Vücut iç organlarından gelen sesler, sistemin normal çalışıp çalışmadığına işâret eder. Meselâ kalpten gelen sesler 60 ile 500 Hz arasında değişir. Kalbin genişlediği anda üst tarafından gelen 60 Hz. altındaki karışık sesler, kalp kapakçıklarında arıza olduğunu gösterir. 1400 Hz civârında hışırtılı duyulan ses ise ciğerlerde bir rahatsızlık olduğuna işâret eder. Akustik stetoskoplar esâsen sesi yükseltmeden kulağa taşıma işlemini yaparlar. Modern bir stetoskopta zil biçiminde ve diyaframlı yuvarlak kapak biçiminde alıcı uç vardır. Uç kısmının çapı 2.87 cm olan zil, vücûda oturtulur. Vücut derisi bu zilin ağzında diyafram gibi görev yaparak iç organlardan gelen sesi titreşimle iletir. Diyaframlı kısmın çapı 4.37 cm, derinliği 0.33 cm’dir. Diyaframı ince bakalitten yapılmıştır. Stetoskop zil alıcı, daha ziyâde 30÷500 Hz arası düşük frekanslı sesleri dinlemeye elverişlidir. Diyafram alıcı ise 200÷1400 Hz arası daha yüksek frekanslı sesleri dinlemeye yarar.

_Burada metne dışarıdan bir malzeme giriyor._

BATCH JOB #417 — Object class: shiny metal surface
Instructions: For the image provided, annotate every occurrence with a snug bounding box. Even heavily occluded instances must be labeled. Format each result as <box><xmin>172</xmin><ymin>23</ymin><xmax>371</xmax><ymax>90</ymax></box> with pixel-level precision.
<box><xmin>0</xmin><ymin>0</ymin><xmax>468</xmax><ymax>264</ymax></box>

Stetoskop alıcıları iki yumuşak hortum ile kulağa uzanır. Kulağa takılan kısımları yine metal olup, dışardan gelen gürültüleri engellemesi için 1.27÷1.60 cm çapında yapılmıştır. Dışardan gelen gürültüler, bilhassa düşük frekans dinlemelerini menfi yönde etkileyebilir.